The most widely used antiseptics are the iodic cadexomer, which exists in the form of pasta or powder. The powdered form is mainly used in very exuding wounds, the granules absorb the exudate releasing a 0.9% iodine dosage during the lesion, performing a broad bactericidal effect without damaging the healthy cells, very active against Gram + bacteria and Gram-, viruses, fungi, protozoa.

The product does not develop bacterial resistance and does not exhibit high cellular cytotoxicity.
Treatment should be performed until complete regression of the infection and a secondary absorbent dressing can be used as a polyurethane hydrocell foam. Still the silver nanocrystal, with deposition of active silver, which blocks the respiratory system of bacteria, gram + and gram -; Chlorhexidine acetate, a bactericidal action that is used as a dressing in the form of fat gauze, yet 1% silver sulfadiazine and hyaluronic acid 0.2% sodium salt antiseptic with broad bacterial spectrum, cream version, gauze. Excellent as an antiseptic, active against gram-gram +, the presence of hyaluronic acid ensures active tissue repair.
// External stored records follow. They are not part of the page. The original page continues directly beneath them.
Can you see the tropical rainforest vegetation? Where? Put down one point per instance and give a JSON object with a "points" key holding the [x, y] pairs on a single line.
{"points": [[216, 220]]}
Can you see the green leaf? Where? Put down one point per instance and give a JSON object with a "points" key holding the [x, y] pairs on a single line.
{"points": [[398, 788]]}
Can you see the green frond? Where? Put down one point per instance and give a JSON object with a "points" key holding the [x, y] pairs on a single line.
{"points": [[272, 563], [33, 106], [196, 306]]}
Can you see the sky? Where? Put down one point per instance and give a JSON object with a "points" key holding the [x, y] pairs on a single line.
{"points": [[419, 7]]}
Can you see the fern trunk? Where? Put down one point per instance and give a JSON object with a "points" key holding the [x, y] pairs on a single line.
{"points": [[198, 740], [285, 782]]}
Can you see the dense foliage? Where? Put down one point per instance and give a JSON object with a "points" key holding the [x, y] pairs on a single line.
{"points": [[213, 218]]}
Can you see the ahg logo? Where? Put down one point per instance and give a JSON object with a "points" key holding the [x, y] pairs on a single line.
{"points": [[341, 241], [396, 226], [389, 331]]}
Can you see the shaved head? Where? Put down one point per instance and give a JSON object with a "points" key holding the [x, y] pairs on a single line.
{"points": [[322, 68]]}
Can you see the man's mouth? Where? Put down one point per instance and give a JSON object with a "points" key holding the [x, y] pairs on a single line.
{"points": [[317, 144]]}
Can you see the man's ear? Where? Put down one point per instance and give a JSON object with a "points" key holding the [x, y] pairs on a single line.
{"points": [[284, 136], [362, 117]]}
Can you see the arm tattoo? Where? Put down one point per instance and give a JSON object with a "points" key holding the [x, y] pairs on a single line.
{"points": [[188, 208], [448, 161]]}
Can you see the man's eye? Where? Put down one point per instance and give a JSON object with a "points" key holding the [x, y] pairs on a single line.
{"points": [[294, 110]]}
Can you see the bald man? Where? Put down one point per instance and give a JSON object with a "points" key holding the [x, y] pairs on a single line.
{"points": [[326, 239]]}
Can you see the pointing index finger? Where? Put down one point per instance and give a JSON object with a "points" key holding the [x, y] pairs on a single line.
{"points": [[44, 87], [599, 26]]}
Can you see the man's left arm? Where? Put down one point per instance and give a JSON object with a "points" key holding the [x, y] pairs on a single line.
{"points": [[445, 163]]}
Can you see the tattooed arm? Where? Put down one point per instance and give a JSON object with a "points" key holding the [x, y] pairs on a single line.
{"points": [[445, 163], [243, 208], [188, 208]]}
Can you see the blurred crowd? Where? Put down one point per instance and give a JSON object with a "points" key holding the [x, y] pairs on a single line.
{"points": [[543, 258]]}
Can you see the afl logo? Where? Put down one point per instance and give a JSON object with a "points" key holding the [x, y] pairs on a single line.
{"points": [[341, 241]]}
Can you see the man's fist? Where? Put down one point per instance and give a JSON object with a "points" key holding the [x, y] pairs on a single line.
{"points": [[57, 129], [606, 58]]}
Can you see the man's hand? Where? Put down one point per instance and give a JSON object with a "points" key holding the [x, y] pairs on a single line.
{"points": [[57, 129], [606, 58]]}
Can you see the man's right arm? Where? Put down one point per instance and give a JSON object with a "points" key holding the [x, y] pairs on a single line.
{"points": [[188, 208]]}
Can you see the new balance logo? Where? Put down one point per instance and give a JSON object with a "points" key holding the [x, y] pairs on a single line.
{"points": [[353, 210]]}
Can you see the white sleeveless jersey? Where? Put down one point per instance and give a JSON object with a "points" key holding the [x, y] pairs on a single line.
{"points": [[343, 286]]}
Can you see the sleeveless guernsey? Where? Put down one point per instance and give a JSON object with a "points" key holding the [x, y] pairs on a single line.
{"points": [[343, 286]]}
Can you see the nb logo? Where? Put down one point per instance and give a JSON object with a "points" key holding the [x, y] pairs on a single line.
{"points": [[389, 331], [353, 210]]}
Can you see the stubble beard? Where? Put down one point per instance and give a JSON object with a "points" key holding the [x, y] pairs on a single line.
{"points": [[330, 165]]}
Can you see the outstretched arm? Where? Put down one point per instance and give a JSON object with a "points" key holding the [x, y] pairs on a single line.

The renewal of each dressing must take place at least every 3/4 days

Factors that slow healing

protein depletion, drugs like cortisone, anticoagulants, diseases such as anemia, circulatory deficiency, non-use of anti-bedsores, terminal diseases.

The presence of non-proliferative margins should address the assessment of the general clinical condition of the patient, should be evaluated any treatment with substances such as protease modulators, autologous platelets, bioengineered dressings and local growth factors. In case the general clinical conditions of the patient are very compromised also the use of these products could be bankrupt.
The use of broad-spectrum antibiotics in the local treatment of lesions is almost completely avoided and is replaced by the use of disinfectants with an increasingly high bactericidal activity and with reduced histology on the tissues.

The removal of the necrotic tissue of the sores is, when possible, performed by enzymatic digestion rather than by surgery, as it is more physiological and less traumatic.